Question

graph the image of △hij after the following sequence of transformations: reflection across the line x = -1 translation 6 units left and 18 units up

Explanation:

Step1: Recall reflection formula

For a point $(x,y)$ reflected across the line $x = a$, the new $x$-coordinate is $2a - x$ and $y$-coordinate remains the same. Here $a=-1$. Let the vertices of $\triangle HIJ$ be $(x_1,y_1),(x_2,y_2),(x_3,y_3)$. After reflection across $x = - 1$, the new vertices are $(2\times(-1)-x_1,y_1),(2\times(-1)-x_2,y_2),(2\times(-1)-x_3,y_3)$.

Step2: Recall translation formula

A translation of $h$ units left and $k$ units up for a point $(x,y)$ gives a new point $(x - h,y + k)$. Here $h = 6$ and $k=18$. So for the reflected points from Step 1, the final - transformed points are $(2\times(-1)-x_1-6,y_1 + 18),(2\times(-1)-x_2-6,y_2 + 18),(2\times(-1)-x_3-6,y_3 + 18)$.

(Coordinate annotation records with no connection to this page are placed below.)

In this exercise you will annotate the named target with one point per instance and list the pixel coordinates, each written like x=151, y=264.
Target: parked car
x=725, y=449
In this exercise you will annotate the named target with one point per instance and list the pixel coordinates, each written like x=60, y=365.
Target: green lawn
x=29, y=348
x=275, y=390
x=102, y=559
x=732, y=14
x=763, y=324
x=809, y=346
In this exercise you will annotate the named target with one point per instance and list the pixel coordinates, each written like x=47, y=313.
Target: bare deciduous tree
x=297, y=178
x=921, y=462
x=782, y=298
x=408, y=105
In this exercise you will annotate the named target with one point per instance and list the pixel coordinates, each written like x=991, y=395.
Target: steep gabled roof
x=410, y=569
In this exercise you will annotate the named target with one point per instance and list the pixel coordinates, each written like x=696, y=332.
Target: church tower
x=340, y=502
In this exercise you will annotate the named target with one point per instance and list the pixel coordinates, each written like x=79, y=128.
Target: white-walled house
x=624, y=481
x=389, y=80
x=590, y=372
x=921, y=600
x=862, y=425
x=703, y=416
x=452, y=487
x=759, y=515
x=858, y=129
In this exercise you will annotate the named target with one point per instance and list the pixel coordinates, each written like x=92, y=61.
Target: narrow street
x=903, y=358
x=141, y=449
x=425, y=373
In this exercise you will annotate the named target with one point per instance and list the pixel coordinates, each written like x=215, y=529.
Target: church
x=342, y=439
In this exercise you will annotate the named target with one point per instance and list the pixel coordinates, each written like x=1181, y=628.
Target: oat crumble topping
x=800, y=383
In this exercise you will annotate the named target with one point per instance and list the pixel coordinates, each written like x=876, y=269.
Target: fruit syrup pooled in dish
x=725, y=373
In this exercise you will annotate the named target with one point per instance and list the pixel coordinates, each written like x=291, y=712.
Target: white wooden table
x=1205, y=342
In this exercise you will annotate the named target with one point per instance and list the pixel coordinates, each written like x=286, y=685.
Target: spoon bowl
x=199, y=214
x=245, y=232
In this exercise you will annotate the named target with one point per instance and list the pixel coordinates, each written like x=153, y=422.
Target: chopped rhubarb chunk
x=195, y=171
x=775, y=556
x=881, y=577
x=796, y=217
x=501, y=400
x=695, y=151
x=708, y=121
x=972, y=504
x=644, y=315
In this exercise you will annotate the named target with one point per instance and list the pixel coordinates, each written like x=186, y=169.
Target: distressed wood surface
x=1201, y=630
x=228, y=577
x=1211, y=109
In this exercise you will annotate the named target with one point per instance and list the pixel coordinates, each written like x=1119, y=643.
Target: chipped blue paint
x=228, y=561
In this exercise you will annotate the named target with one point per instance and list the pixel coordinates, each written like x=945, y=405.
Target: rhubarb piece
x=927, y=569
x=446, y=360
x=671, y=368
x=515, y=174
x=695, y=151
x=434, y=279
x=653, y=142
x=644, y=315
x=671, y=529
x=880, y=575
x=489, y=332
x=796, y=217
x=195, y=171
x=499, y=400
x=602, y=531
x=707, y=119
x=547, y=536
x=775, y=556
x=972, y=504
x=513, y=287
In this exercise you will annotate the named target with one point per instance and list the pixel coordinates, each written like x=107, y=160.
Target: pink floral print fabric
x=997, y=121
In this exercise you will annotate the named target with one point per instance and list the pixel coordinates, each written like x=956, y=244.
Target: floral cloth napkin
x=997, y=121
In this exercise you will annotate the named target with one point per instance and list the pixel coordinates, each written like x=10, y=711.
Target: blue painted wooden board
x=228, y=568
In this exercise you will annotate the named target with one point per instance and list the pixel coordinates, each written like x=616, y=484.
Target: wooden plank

Step3: Graph the new triangle

Plot the new - transformed vertices on the coordinate plane and connect them to form the image of $\triangle HIJ$.

Since we don't have the coordinates of the vertices of $\triangle HIJ$, we can't give numerical answers. But the general procedure to graph the image is as above.

Answer:

Graph the triangle with vertices obtained by first reflecting across $x=-1$ and then translating 6 units left and 18 units up.